Fully Distributed Continuous-Time Algorithm for Nonconvex Optimization over Unbalanced Directed Networks

TL;DR

This paper presents a novel fully distributed continuous-time algorithm for nonconvex optimization over unbalanced directed networks, achieving convergence without requiring convexity or global network information.

Contribution

It introduces a new algorithm based on topology balancing and adaptive control that guarantees convergence without prior knowledge of network parameters or convexity.

Findings

Algorithm converges asymptotically to the optimal solution.

Removes dependence on the smallest strong convexity constant.
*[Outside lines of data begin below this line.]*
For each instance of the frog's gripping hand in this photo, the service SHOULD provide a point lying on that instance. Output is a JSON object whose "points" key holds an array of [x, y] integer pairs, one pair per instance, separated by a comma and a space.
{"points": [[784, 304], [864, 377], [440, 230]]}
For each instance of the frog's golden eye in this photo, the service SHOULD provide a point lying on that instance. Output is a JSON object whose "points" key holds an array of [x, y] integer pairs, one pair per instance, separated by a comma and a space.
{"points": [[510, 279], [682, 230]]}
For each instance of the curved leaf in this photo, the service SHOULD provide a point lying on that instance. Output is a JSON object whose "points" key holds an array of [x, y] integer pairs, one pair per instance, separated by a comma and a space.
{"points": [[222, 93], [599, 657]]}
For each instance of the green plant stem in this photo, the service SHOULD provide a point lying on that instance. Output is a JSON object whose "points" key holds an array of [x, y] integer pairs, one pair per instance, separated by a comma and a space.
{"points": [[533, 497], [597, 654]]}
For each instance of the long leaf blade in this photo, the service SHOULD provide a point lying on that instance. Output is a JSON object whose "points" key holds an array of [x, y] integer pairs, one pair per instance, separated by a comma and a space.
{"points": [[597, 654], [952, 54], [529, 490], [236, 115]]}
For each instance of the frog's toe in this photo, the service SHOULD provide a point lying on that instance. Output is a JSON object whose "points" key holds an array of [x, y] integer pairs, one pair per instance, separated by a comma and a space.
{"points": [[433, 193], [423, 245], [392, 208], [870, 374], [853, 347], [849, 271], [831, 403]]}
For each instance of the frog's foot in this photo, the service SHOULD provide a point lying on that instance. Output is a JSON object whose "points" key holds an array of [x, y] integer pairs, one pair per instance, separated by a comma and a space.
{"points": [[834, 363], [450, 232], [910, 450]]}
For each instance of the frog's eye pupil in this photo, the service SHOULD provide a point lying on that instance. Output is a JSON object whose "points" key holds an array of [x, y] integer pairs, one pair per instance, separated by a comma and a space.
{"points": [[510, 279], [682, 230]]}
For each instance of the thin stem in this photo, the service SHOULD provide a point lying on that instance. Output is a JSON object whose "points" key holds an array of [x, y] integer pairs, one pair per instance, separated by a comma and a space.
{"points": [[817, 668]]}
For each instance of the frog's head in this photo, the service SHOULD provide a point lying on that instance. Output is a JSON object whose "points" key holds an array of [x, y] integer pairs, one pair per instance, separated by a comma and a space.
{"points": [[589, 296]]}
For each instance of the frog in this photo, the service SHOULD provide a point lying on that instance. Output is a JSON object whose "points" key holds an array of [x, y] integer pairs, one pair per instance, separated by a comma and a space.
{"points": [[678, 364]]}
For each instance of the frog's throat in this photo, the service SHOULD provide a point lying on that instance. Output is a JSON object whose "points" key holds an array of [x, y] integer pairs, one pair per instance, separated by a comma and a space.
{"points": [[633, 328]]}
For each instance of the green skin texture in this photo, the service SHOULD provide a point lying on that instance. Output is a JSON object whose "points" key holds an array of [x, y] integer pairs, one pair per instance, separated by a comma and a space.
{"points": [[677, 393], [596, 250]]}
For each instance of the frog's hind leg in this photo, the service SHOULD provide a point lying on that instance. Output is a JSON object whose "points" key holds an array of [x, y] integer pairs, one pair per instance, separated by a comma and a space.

Validated with two illustrative examples.

Abstract

This paper investigates the distributed continuous-time nonconvex optimization problem over unbalanced directed networks. The objective is to cooperatively drive all the agent states to an optimal solution that minimizes the sum of the local cost functions. Based on the topology balancing technique and adaptive control approach, a novel fully distributed algorithm is developed for each agent with neither prior global information concerning network connectivity nor convexity of local cost functions. By viewing the proposed algorithm as a perturbed system, its input-to-state stability with a vanishing perturbation is first established, and asymptotic convergence of the decision variables toward the optimal solution is then proved under the relaxed condition. A key feature of the algorithm design is that it removes the dependence on the smallest strong convexity constant of local cost functions, and the left eigenvector corresponding to the zero eigenvalue of the Laplacian matrix of unbalanced directed topologies. The effectiveness of the proposed fully distributed algorithm is illustrated with two examples.